Boost Commerce incident

Sync system affected by AWS operational issue

Critical Resolved View vendor source →

Boost Commerce experienced a critical incident on September 19, 2023 affecting Data Sync, lasting 7h 7m. The incident has been resolved; the full update timeline is below.

Started
Sep 19, 2023, 12:46 AM UTC
Resolved
Sep 19, 2023, 07:53 AM UTC
Duration
7h 7m
Detected by Pingoru
Sep 19, 2023, 12:46 AM UTC

Affected components

Data Sync

Update timeline

  1. identified Sep 19, 2023, 12:46 AM UTC

    The sync system is being affected by on-going AWS cloud issue. Other components are working normally. The cloud incident status being reported here https://health.aws.amazon.com/health/status. https://downdetector.com/status/aws-amazon-web-services/

  2. identified Sep 19, 2023, 12:47 AM UTC

    We are continuing to work on a fix for this issue.

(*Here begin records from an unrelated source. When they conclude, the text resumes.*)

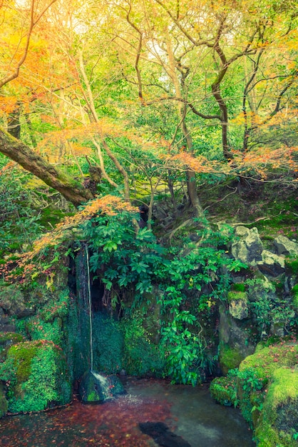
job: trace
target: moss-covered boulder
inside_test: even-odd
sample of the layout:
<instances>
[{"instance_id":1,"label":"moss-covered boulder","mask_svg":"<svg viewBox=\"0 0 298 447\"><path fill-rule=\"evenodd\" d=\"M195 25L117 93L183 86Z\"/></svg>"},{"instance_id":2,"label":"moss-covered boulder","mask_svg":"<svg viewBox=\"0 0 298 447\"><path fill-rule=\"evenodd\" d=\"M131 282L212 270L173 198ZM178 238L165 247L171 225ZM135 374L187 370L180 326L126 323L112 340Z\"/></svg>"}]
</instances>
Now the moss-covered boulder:
<instances>
[{"instance_id":1,"label":"moss-covered boulder","mask_svg":"<svg viewBox=\"0 0 298 447\"><path fill-rule=\"evenodd\" d=\"M227 374L230 369L238 368L245 356L238 347L231 347L222 344L220 348L220 366L224 374Z\"/></svg>"},{"instance_id":2,"label":"moss-covered boulder","mask_svg":"<svg viewBox=\"0 0 298 447\"><path fill-rule=\"evenodd\" d=\"M65 357L51 341L25 341L11 346L0 363L10 413L39 411L71 400Z\"/></svg>"},{"instance_id":3,"label":"moss-covered boulder","mask_svg":"<svg viewBox=\"0 0 298 447\"><path fill-rule=\"evenodd\" d=\"M83 374L78 390L82 402L90 403L100 403L125 393L116 376L105 376L91 371Z\"/></svg>"},{"instance_id":4,"label":"moss-covered boulder","mask_svg":"<svg viewBox=\"0 0 298 447\"><path fill-rule=\"evenodd\" d=\"M255 433L258 447L298 446L298 370L274 371Z\"/></svg>"},{"instance_id":5,"label":"moss-covered boulder","mask_svg":"<svg viewBox=\"0 0 298 447\"><path fill-rule=\"evenodd\" d=\"M34 309L26 303L23 292L13 286L0 287L0 308L6 315L24 318L34 313Z\"/></svg>"},{"instance_id":6,"label":"moss-covered boulder","mask_svg":"<svg viewBox=\"0 0 298 447\"><path fill-rule=\"evenodd\" d=\"M255 354L240 366L237 398L244 418L256 430L258 447L296 445L297 363L298 345L294 338L288 338L268 346L260 343ZM289 418L284 434L280 421L286 413L296 416Z\"/></svg>"},{"instance_id":7,"label":"moss-covered boulder","mask_svg":"<svg viewBox=\"0 0 298 447\"><path fill-rule=\"evenodd\" d=\"M288 339L269 346L259 343L256 352L242 362L239 371L254 368L266 384L278 368L294 367L297 363L298 344L295 339Z\"/></svg>"},{"instance_id":8,"label":"moss-covered boulder","mask_svg":"<svg viewBox=\"0 0 298 447\"><path fill-rule=\"evenodd\" d=\"M5 398L4 386L0 381L0 418L5 416L7 413L7 401Z\"/></svg>"},{"instance_id":9,"label":"moss-covered boulder","mask_svg":"<svg viewBox=\"0 0 298 447\"><path fill-rule=\"evenodd\" d=\"M210 387L211 396L221 405L237 405L237 370L231 370L227 377L216 377Z\"/></svg>"},{"instance_id":10,"label":"moss-covered boulder","mask_svg":"<svg viewBox=\"0 0 298 447\"><path fill-rule=\"evenodd\" d=\"M231 291L227 293L229 312L237 320L243 320L248 316L248 299L245 292Z\"/></svg>"},{"instance_id":11,"label":"moss-covered boulder","mask_svg":"<svg viewBox=\"0 0 298 447\"><path fill-rule=\"evenodd\" d=\"M20 333L0 332L0 361L4 360L9 346L20 341L25 341L25 338Z\"/></svg>"}]
</instances>

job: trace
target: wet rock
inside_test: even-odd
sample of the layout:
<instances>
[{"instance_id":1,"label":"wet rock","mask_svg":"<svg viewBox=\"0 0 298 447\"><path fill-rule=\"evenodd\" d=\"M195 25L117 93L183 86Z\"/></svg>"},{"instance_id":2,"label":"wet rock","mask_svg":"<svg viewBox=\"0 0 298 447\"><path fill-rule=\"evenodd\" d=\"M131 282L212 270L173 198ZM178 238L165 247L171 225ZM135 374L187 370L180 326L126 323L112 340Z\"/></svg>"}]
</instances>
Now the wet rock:
<instances>
[{"instance_id":1,"label":"wet rock","mask_svg":"<svg viewBox=\"0 0 298 447\"><path fill-rule=\"evenodd\" d=\"M78 394L82 402L102 403L116 396L125 394L123 386L116 376L101 376L86 371L81 381Z\"/></svg>"},{"instance_id":2,"label":"wet rock","mask_svg":"<svg viewBox=\"0 0 298 447\"><path fill-rule=\"evenodd\" d=\"M7 413L7 401L5 398L4 387L0 381L0 418L5 416Z\"/></svg>"},{"instance_id":3,"label":"wet rock","mask_svg":"<svg viewBox=\"0 0 298 447\"><path fill-rule=\"evenodd\" d=\"M145 422L139 423L142 433L154 439L158 446L163 447L191 447L181 436L170 431L163 422Z\"/></svg>"},{"instance_id":4,"label":"wet rock","mask_svg":"<svg viewBox=\"0 0 298 447\"><path fill-rule=\"evenodd\" d=\"M51 341L24 341L10 346L1 363L11 413L41 411L71 401L71 376L62 350Z\"/></svg>"},{"instance_id":5,"label":"wet rock","mask_svg":"<svg viewBox=\"0 0 298 447\"><path fill-rule=\"evenodd\" d=\"M290 253L298 255L298 243L290 241L285 236L278 236L274 238L274 243L279 255Z\"/></svg>"},{"instance_id":6,"label":"wet rock","mask_svg":"<svg viewBox=\"0 0 298 447\"><path fill-rule=\"evenodd\" d=\"M284 258L268 250L263 250L262 261L257 261L257 264L262 273L270 276L278 276L284 272Z\"/></svg>"},{"instance_id":7,"label":"wet rock","mask_svg":"<svg viewBox=\"0 0 298 447\"><path fill-rule=\"evenodd\" d=\"M234 318L224 306L220 306L219 310L219 361L222 372L227 374L254 352L255 346L249 339L245 328L241 327L242 321Z\"/></svg>"},{"instance_id":8,"label":"wet rock","mask_svg":"<svg viewBox=\"0 0 298 447\"><path fill-rule=\"evenodd\" d=\"M237 320L243 320L248 316L248 300L245 292L231 291L227 294L229 312Z\"/></svg>"},{"instance_id":9,"label":"wet rock","mask_svg":"<svg viewBox=\"0 0 298 447\"><path fill-rule=\"evenodd\" d=\"M24 341L24 337L20 333L9 331L0 332L0 360L4 358L9 346Z\"/></svg>"},{"instance_id":10,"label":"wet rock","mask_svg":"<svg viewBox=\"0 0 298 447\"><path fill-rule=\"evenodd\" d=\"M257 261L262 260L264 248L257 228L250 230L245 226L237 226L235 235L240 238L232 244L232 256L241 262L256 266Z\"/></svg>"},{"instance_id":11,"label":"wet rock","mask_svg":"<svg viewBox=\"0 0 298 447\"><path fill-rule=\"evenodd\" d=\"M27 308L23 293L15 286L0 288L0 308L6 315L23 318L32 315L34 311Z\"/></svg>"}]
</instances>

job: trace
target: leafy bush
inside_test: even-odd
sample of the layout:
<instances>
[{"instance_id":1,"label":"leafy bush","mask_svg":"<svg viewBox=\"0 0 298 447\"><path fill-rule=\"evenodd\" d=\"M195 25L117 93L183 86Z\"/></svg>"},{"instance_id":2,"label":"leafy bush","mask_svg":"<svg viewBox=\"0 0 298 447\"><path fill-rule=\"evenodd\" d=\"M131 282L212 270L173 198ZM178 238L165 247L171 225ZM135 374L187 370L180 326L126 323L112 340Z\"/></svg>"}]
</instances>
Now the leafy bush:
<instances>
[{"instance_id":1,"label":"leafy bush","mask_svg":"<svg viewBox=\"0 0 298 447\"><path fill-rule=\"evenodd\" d=\"M185 251L180 251L162 247L147 228L136 233L132 217L128 212L99 216L83 225L83 237L92 251L91 268L101 272L105 289L110 291L112 308L118 305L128 315L136 308L145 313L157 300L162 314L165 372L174 382L195 385L210 373L214 366L202 335L201 316L208 315L219 300L225 299L231 282L230 272L245 266L217 248L227 242L229 231L202 230L197 235L202 242L199 248L189 242ZM160 291L157 298L150 295L154 286ZM130 329L136 344L127 345L127 360L133 359L135 371L143 373L147 362L145 338L143 333L137 336L143 330L142 325L136 321L134 324ZM126 340L128 331L128 326ZM154 345L150 349L154 351ZM140 353L142 350L143 366L139 363L137 366L141 357L136 351ZM148 359L145 369L151 368L151 361Z\"/></svg>"}]
</instances>

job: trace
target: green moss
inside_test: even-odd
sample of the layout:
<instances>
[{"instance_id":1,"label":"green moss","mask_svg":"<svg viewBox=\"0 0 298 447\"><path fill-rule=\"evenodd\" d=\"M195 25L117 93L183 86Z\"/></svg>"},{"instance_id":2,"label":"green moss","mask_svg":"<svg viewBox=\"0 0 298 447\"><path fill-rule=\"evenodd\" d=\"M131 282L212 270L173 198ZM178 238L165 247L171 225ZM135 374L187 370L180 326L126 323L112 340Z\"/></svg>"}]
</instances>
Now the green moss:
<instances>
[{"instance_id":1,"label":"green moss","mask_svg":"<svg viewBox=\"0 0 298 447\"><path fill-rule=\"evenodd\" d=\"M236 292L245 291L245 284L243 283L236 283L232 286L232 290Z\"/></svg>"},{"instance_id":2,"label":"green moss","mask_svg":"<svg viewBox=\"0 0 298 447\"><path fill-rule=\"evenodd\" d=\"M0 381L0 418L4 416L7 413L7 401L5 398L4 387Z\"/></svg>"},{"instance_id":3,"label":"green moss","mask_svg":"<svg viewBox=\"0 0 298 447\"><path fill-rule=\"evenodd\" d=\"M298 310L298 284L294 286L291 290L291 294L292 296L292 303L296 310Z\"/></svg>"},{"instance_id":4,"label":"green moss","mask_svg":"<svg viewBox=\"0 0 298 447\"><path fill-rule=\"evenodd\" d=\"M237 405L237 373L227 377L217 377L210 387L211 396L221 405Z\"/></svg>"},{"instance_id":5,"label":"green moss","mask_svg":"<svg viewBox=\"0 0 298 447\"><path fill-rule=\"evenodd\" d=\"M242 360L243 356L236 348L228 345L220 346L220 365L224 374L227 374L230 369L237 368Z\"/></svg>"},{"instance_id":6,"label":"green moss","mask_svg":"<svg viewBox=\"0 0 298 447\"><path fill-rule=\"evenodd\" d=\"M25 338L20 333L0 332L0 360L5 358L7 351L11 345L24 341Z\"/></svg>"},{"instance_id":7,"label":"green moss","mask_svg":"<svg viewBox=\"0 0 298 447\"><path fill-rule=\"evenodd\" d=\"M32 343L25 341L11 346L7 353L8 357L11 357L17 365L16 379L19 383L26 381L31 372L31 361L36 353L40 343Z\"/></svg>"},{"instance_id":8,"label":"green moss","mask_svg":"<svg viewBox=\"0 0 298 447\"><path fill-rule=\"evenodd\" d=\"M289 273L294 275L298 275L298 259L293 258L287 258L285 260L285 266Z\"/></svg>"},{"instance_id":9,"label":"green moss","mask_svg":"<svg viewBox=\"0 0 298 447\"><path fill-rule=\"evenodd\" d=\"M245 292L238 291L231 291L227 293L227 301L229 303L235 300L247 301L247 295Z\"/></svg>"},{"instance_id":10,"label":"green moss","mask_svg":"<svg viewBox=\"0 0 298 447\"><path fill-rule=\"evenodd\" d=\"M46 340L11 346L0 378L9 383L6 392L12 413L39 411L71 398L66 360L58 346Z\"/></svg>"},{"instance_id":11,"label":"green moss","mask_svg":"<svg viewBox=\"0 0 298 447\"><path fill-rule=\"evenodd\" d=\"M264 409L256 428L258 447L298 444L298 371L282 367L273 373Z\"/></svg>"},{"instance_id":12,"label":"green moss","mask_svg":"<svg viewBox=\"0 0 298 447\"><path fill-rule=\"evenodd\" d=\"M239 368L240 371L253 368L260 378L267 382L274 371L281 366L292 366L298 362L298 345L284 341L264 347L248 356Z\"/></svg>"}]
</instances>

  3. identified Sep 19, 2023, 02:03 AM UTC

    Update from AWS: https://health.aws.amazon.com/health/status "Sep 18 6:56 PM PDT We continue to work toward resolving the increased networking latencies and errors affecting Availability Zones (usw2-az1 and usw2-az2) in the US-WEST-2 Region. While network mapping propagation times have remained stable, we have not yet seen the improvement in propagation latencies that we had hoped for. We continue to work on multiple paths to mitigation. We have completed the first phase to address the resource contention within this subsystem, and are actively working on the second and third phases in parallel. Our current plan is to implement these mitigations within a single AZ (usw2-az1), and verify recovery occurs before proceeding to perform these same mitigations in usw2-az2. We will continue to provide updates every 60 minutes, or as we have additional information to share." So while waiting for usw2-az1 and usw2-az2 to recover, we are working on deployment of our services on another AZs: usw2-az3.

  4. monitoring Sep 19, 2023, 03:23 AM UTC

    We're seeing the sync starting to work as normal. The store data are being resynced. We'll keep monitoring. "[08:01 PM PDT] We continue to work towards resolving the increased networking latencies and errors affecting Availability Zones (usw2-az1 and usw2-az2) in the US-WEST-2 Region. We continue to see improvement to network mapping latencies but they are not at normal levels yet. Other AWS services are also starting to see recovery as network mapping latencies improve. We will continue to keep you updated until network mapping latencies have returned to normal levels."

  5. resolved Sep 19, 2023, 07:53 AM UTC

    This incident has been resolved.